Il entretient le mythe du taureau, en posant avec la tête et les épaules enfoncés dans une tête de taureau en osier. Il est le Minotaure du XXe siècle, ses conquêtes féminines sont comme les sept vierges athéniennes envoyées en Crète. Mais il se déguise aussi en Popeye, en Landru avec une fausse barbe et une fausse moustache. Dans les années ’60 Picasso est le seul peintre contemporain que tout le mode connaît et reconnaît grâce aux photographies.

Expliquer la périodisation : pourquoi placer une rupture en 1953 (exposition le Dernier Picasso) ?

Le « dernier Picasso 1953 – 1973 » a fait l’objet d’une exposition en 1988 au Centre Pompidou. Cette période a été aussi importante que celle du cubisme mais elle a moins bien été comprise. Il a fallu attendre cette exposition, et l’impact de Picasso dans l’art des années ’90 pour comprendre cette révolution formelle. Cette exposition (dont le vrai titre était « Late Picasso » se donnait comme objectif de placer Picasso comme « artiste contemporain » entreprenant le dernier renouvellement de son écriture picturale. Est-ce une apothéose ou une régression, maturité ou déclin et obsession ? Question éternelle pour tous les génies de la peinture : Titien, Rembrandt, Cézanne ou Matisse. Cependant, le « Late style » exposé au Palais des Papes (1970-73) photos ci-dessous et au MOMA en 1980-81, commence véritablement en 1964, le tournant se situant en 1963.


Alors pourquoi placer une rupture en 1953 ?

Année du départ de François Gilot, suite des 180 dessins de la revue littéraire Verve (voir article Daix et Marie-Laure Bernadac extrait de Picasso la Monographie ici,  quelques dessins de la série ici) sur le peintre et son modèle, changement de lieu : La Californie, Jacqueline Roque, début des paraphrases d’oeuvres de grands maîtres (Femmes d’Alger), Picasso un peu isolé à cause du contexte politique de la fin du Stalinisme et des crispations communistes françaises, son âge : 72 ans qui fait que l’artiste s’engage dans l’ultime combat contre le temps.

Dessins de la suite Verve

Les 10 premières années (1953-1963) constituent une sorte de récapitulatif, une synthèse de tout son passé, sorte de réappropriation de la peinture ancienne : relecture du cubisme associée aux déformations plastiques des années 30.

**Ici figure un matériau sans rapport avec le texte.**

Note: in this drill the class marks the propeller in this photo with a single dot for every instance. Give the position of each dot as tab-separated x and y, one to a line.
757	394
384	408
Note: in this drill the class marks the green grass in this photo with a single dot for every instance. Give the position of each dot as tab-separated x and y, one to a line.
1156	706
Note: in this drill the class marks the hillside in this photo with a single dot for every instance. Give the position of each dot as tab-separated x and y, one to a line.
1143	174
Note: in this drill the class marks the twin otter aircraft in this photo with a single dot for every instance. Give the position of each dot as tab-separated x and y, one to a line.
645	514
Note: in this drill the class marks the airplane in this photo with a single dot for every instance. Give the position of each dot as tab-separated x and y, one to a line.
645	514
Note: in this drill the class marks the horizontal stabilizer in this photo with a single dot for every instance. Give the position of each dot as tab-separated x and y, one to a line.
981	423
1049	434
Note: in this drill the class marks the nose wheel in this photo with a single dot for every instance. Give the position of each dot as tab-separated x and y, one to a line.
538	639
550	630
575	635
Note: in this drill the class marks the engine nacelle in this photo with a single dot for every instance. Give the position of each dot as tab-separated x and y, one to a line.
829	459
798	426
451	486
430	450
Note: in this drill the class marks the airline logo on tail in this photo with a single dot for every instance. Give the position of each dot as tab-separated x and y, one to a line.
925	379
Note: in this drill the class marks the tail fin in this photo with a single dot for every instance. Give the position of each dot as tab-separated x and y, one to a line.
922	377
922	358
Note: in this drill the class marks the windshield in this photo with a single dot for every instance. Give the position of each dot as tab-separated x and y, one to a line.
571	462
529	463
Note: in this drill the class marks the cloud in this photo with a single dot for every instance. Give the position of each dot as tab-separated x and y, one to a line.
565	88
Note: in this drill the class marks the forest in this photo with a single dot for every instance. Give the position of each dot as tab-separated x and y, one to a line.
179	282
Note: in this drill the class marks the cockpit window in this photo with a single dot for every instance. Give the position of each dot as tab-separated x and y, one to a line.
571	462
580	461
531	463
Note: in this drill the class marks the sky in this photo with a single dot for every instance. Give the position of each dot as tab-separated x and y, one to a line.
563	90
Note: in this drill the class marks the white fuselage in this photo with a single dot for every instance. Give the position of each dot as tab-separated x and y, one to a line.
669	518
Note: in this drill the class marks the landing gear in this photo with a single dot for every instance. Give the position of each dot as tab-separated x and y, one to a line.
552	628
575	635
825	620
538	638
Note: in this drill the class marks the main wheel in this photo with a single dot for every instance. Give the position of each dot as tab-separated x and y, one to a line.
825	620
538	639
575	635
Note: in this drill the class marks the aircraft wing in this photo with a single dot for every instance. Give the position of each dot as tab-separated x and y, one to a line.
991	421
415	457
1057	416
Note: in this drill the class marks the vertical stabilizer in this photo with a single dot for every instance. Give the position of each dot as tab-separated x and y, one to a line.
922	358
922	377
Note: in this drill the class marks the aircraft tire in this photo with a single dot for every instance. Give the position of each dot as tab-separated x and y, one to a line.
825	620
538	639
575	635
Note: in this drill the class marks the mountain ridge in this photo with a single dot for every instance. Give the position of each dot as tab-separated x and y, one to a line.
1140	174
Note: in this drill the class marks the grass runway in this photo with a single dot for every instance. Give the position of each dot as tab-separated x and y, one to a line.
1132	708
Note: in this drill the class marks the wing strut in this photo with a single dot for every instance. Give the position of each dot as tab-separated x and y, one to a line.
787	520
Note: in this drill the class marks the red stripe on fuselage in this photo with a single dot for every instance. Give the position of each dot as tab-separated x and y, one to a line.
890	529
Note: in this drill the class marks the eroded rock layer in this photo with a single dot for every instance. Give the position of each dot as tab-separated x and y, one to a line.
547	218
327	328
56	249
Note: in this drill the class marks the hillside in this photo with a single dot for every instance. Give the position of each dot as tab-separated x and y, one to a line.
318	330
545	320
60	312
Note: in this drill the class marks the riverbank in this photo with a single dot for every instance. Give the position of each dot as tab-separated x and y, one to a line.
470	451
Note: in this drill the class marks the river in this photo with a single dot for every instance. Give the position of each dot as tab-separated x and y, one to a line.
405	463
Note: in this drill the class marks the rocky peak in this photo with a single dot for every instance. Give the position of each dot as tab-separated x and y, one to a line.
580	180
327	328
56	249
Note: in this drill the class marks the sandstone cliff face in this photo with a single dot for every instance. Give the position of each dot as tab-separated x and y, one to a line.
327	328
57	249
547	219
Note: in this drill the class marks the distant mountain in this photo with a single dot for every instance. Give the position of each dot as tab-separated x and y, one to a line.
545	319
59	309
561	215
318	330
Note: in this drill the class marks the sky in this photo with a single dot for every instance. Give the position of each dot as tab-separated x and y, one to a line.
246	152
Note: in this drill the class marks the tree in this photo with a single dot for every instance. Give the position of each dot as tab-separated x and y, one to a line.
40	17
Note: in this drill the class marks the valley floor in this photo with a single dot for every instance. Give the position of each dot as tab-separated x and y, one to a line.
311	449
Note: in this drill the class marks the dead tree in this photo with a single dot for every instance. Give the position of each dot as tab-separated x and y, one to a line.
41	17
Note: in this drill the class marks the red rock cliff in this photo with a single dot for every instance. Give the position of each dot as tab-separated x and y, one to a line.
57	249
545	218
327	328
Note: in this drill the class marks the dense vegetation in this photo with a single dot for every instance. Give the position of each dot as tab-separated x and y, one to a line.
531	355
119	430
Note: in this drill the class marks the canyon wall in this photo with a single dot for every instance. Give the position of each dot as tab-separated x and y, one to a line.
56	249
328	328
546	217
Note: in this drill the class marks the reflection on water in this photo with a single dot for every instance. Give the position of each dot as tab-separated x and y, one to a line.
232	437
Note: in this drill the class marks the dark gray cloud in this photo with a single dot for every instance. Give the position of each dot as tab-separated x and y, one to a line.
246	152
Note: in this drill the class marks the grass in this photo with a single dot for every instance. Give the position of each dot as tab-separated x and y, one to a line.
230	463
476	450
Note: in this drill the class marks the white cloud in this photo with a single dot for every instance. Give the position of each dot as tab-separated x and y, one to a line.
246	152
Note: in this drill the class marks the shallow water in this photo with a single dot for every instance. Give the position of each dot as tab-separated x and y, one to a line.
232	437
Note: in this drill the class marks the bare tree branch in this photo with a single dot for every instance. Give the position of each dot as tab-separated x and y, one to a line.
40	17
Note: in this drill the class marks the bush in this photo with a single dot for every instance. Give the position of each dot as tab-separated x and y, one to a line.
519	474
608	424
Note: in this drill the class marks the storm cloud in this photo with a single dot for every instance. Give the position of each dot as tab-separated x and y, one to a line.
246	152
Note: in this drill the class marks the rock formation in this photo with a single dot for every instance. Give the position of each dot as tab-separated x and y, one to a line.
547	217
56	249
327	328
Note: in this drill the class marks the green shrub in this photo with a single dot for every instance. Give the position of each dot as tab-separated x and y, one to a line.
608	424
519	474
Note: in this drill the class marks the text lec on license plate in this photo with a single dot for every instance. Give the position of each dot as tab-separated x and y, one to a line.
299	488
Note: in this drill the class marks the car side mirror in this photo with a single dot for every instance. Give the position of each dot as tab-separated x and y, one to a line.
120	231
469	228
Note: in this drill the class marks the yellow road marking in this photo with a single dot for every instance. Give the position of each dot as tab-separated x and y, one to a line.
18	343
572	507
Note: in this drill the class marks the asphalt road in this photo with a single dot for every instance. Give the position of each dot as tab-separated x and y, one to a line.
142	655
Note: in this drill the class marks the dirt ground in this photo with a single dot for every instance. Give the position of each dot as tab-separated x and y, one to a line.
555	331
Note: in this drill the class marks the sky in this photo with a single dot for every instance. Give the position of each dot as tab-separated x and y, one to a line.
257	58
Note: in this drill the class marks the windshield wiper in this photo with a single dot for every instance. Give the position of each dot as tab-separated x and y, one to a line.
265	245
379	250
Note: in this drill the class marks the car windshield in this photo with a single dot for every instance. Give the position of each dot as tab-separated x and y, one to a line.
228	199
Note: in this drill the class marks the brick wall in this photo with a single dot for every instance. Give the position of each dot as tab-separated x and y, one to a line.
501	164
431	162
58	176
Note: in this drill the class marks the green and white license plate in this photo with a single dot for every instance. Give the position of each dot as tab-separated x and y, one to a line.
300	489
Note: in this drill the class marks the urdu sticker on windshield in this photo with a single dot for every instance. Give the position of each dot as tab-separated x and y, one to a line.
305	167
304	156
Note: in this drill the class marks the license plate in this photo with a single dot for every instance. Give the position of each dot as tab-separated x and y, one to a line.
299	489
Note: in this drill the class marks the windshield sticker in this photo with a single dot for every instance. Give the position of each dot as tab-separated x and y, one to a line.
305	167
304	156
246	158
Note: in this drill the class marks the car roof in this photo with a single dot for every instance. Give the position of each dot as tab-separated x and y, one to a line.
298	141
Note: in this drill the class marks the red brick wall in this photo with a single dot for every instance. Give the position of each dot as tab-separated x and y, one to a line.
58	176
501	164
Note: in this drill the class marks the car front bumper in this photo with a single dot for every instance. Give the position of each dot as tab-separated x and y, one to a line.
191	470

Les 10 suivantes (1963-1973) constituent un franchissement des limites, la libération de tout savoir, le retour à la spontanéité, à « l’enfance de l’art » comme il l’a lui même dit, une peinture primaire, immédiate, « sauvage ». Après avoir passé en revue son passé il libère la puissance vitale, érotique jusqu’à l’extase.

II. Le communisme et la peinture.

Philippe Dagen affirme que Picasso organise autour de lui un « culte de la personnalité ». Mais concilier l’image de l’artiste symbole de l’internationalisme prolétarien et en même temps ami des grands marchands d’art et autres bourgeois « capitalistes » n’est pas chose aisée. La dénonciation de « l’art bourgeois décadent » représenté par « les Français » Picasso, Matisse, accusés de « formalisme » est faite par Gherasimov dans la Pravda en 1947.

Aragon lui emboîte le pas en devenant  le défenseur de l’art soviétique mais Picasso, qui se déclare « communiste » et affirme par conséquent que son art « est communiste » ne correspond pas du tout à l’idéal de l’artiste engagé et soumis au parti. Picasso affirme dès 1945 :

« Il n’y a pas d’intention voulue de propagande dans ma peinture (…) Je suis communiste, ma peinture est de la peinture communiste. Mais si j’étais un cordonnier royaliste ou communiste je ne serais pas obligé de clouer mes souliers d’une manière spéciale pour montrer mes opinions politiques ».

Sa Colombe de la paix est produite à des milliers d’exemplaires, il dessine pour l’Humanité dimanche dans un style figuratif qui ne scandalise pas les censeurs du Parti. D’ailleurs il participe à des manifestations aux côtés d’Aragon.

La colombe de la paix Vallauris, [1949].  Crayon bleu sur papier. Joakim von Ditmar Fine Art and Deco.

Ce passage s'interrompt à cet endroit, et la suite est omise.